I enjoy the process of writing, synthesizing and thinking about how and what we learn, finding that when I use AI for it takes away some of the pleasure I get from artfully constructing a powerful sentence. When I write, I experience Flow—not the AI tool, but Mihaly Csikszentmihalyi’s concept describing a state of deep immersion, where you're so engaged in an activity that everything else fades away. The experience is so enjoyable that people will continue to do it even at great cost, for the sheer sake of doing it” (Csikszentmihalyi, 1990). Our increasing reliance on AI, fueled by a constant drive to produce and by our fixation on future outcomes, poses a risk to our humanness. It threatens our ability to be fully present and engage deeply.


So how do we reframe?


Drives to move us away from AI are often driven by fears around plagiarism and assessment measures. Teachers are advocating for pen and paper examinations and oral testing. What if instead of picking up pen and paper solely to ensure authenticity, we did so because it's fundamentally human? What might our world look like if we taught young people to enjoy the process of learning.
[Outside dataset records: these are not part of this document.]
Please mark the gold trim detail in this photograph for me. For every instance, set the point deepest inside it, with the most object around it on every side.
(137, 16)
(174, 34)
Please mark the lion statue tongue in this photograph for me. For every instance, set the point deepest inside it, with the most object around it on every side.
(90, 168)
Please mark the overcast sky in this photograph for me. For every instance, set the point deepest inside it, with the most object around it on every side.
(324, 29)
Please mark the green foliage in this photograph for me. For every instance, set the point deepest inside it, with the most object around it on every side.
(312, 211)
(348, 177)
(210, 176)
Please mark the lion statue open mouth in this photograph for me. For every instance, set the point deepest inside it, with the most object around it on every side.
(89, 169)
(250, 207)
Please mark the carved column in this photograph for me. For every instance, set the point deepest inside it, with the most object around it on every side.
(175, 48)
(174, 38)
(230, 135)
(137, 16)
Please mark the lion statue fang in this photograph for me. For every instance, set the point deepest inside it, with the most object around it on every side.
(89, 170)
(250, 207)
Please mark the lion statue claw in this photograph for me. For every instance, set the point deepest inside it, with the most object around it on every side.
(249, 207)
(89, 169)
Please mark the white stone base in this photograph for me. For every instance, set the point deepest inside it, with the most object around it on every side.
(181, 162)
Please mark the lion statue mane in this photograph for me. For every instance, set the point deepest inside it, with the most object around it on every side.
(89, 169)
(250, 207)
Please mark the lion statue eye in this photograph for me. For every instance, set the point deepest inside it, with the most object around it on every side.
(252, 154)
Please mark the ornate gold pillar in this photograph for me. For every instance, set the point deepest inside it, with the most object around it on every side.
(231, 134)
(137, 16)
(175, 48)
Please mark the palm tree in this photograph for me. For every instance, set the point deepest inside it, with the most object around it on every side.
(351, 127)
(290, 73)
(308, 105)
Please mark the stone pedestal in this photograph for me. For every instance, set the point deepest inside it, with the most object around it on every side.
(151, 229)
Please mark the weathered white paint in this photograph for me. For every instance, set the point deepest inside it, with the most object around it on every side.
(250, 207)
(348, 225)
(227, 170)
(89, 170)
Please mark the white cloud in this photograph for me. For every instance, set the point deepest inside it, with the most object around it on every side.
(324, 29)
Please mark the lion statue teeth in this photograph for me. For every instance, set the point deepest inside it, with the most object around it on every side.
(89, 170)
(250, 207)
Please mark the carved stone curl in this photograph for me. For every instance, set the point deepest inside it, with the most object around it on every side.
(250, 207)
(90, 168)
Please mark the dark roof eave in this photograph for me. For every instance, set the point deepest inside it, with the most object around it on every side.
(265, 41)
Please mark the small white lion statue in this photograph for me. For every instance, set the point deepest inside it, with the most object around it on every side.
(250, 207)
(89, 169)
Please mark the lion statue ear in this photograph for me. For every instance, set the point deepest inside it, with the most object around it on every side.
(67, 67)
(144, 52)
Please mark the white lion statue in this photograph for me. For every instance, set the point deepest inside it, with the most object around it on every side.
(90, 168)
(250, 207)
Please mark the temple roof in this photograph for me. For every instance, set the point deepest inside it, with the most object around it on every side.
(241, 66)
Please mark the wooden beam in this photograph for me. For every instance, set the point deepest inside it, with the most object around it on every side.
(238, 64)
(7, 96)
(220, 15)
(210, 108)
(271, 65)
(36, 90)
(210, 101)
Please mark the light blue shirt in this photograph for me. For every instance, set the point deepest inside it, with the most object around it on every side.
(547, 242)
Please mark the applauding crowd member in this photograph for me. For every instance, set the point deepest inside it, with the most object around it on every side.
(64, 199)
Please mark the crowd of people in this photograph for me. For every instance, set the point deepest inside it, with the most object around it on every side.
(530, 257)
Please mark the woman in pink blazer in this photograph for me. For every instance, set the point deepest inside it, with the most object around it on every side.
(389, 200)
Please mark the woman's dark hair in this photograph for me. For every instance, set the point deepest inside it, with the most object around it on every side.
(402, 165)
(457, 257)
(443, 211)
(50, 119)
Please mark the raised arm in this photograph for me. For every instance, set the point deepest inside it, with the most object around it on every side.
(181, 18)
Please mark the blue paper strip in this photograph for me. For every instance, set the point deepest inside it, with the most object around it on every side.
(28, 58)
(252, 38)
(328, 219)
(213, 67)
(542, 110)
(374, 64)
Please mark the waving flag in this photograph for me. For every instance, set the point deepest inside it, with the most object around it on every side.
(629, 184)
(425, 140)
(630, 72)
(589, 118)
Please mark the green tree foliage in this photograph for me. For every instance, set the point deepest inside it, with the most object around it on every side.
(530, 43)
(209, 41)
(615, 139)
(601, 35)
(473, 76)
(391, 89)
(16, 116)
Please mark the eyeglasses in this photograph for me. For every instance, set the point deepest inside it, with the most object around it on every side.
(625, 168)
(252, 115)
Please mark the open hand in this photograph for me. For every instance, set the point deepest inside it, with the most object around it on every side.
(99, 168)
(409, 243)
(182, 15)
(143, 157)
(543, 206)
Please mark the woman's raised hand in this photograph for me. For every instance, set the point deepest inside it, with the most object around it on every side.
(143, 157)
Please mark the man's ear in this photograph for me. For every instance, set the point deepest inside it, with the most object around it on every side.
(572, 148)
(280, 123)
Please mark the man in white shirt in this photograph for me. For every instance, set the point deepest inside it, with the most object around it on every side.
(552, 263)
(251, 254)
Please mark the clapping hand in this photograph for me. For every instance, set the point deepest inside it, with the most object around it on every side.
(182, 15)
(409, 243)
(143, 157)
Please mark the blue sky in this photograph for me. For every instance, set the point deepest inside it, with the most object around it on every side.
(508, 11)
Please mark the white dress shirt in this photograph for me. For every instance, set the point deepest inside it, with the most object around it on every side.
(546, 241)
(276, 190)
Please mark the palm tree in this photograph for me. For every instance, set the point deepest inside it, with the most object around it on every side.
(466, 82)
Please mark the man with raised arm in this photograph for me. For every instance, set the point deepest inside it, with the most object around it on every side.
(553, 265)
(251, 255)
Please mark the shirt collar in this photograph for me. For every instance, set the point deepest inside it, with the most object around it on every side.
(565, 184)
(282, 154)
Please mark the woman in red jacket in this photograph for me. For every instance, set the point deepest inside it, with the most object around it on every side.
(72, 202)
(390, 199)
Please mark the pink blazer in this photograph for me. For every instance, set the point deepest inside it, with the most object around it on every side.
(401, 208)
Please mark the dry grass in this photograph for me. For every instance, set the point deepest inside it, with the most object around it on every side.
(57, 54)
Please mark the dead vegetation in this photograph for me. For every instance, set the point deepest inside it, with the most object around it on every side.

In Part 2 of this post, I'll explore how our current approach to summative assessment might be preventing students from embracing learning as a process. I'll share some ideas for how we can effectively measure students where they are and how to build growth focused assessment practices.

So, yes I wrote this myself. No I didn't get AI to write it for me and while it wasn’t necessarily the easiest pathway, I'm committed to choosing experience over expedience and process over productivity. 


Reference:

Csikszentmihalyi, M. (1990). Flow: The Psychology of Optimal Experience. New York: Harper and Row.